So Minka Kelly basically cannot act opposite Taylor Kitsch, is my conclusion, especially because her previous scene with Scott Porter was rather charming. Well, you can't really blame her. If you set me down in front of Taylor Kitsch, I'd probably have to spend all my energy pretending I was talking to Bob Newhart to keep myself from jumping him. Minka Kelly goes on, in her middle-school-production-of-Our Town delivery, telling Tim that Jason is getting back to normal, and that she takes responsibility for what happened, that it was all her fault. Tim tells her she makes it sound like it was the biggest mistake of her life. Minka continues to shake her ponytail this way and that in a naive attempt to mimic Kyle Chandler's hair's masterful emoting. When she does the, "I just..." -- look down, take a deep breath, look up, "...can't live with myself anymore" move, Tim finally gets up and puts an end to the scene, "Bye, Lyla."

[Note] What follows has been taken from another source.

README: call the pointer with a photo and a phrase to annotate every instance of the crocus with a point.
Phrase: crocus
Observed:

Back in the Depressingly Realistic Rehab Facility, Francine the Depressingly Realistic Deep-Voiced Nurse has apparently just told Jason that he can't have sex. He's not happy. She clarifies, "It's not medically safe to ejaculate," and explains that the risk is that semen could backflow into his bladder and cause a urinary tract infection. So, it takes a spinal injury to even the UTI playing field between men and women? Jason tells the nurse that he likes her but she "sure knows how to break a guy's heart." Aw. I didn't realize that's where the heart resided on the male anatomy.
After school, Coach and Tami walk out to their car. Tami is wearing an adorable sundress and cowboy boots. She asks her husband what's going to happen with Reyes. Taylor jerks, "He just gets a little hot under the collar." Tami is like, wha? "He put him in a hospital bed, bad!" Coach turns to her -- the late afternoon light in this scene is perfect -- and asks if he's talking to his wife or the guidance counselor. Ouch. They launch into their cute talk-over-one-another fighting style, but when Julie walks up they knock it off and all three get into the car. Coach tells his daughter he got her something, "An apple" and Julie responds, "Gee, whiz." Heh. Coach continues, "Apple of your daddy's eye" and the Taylors are one day going to send me straight into diabetic shock.
Tyra walks up to Tim's house to the tune of music that is neither metal nor rap-rock, which is what I would peg Tim as normally listening to. She knocks, Tim opens the door and walks away, leaving it open. Tyra: "Thanks." She busts in and announces that Bart Oliver asked her out. "He's a defensive end." Tim responds, "Yeah, I know who he is." Tyra tells him she just doesn't want anyone else ending up in the hospital like that Kaster kid. Tim tells her not to flatter herself. Tyra responds, "You know, I'm trying to be the mature one here." Pause. "Douche bag." Heh. Awesome. Tim: "That's classy" and then Tyra rolls her eyes dramatically and walks out the door. Now, see, these two? Chemistry together. Taylor Kitsch and Minka Kelly? Stabby eyeballs.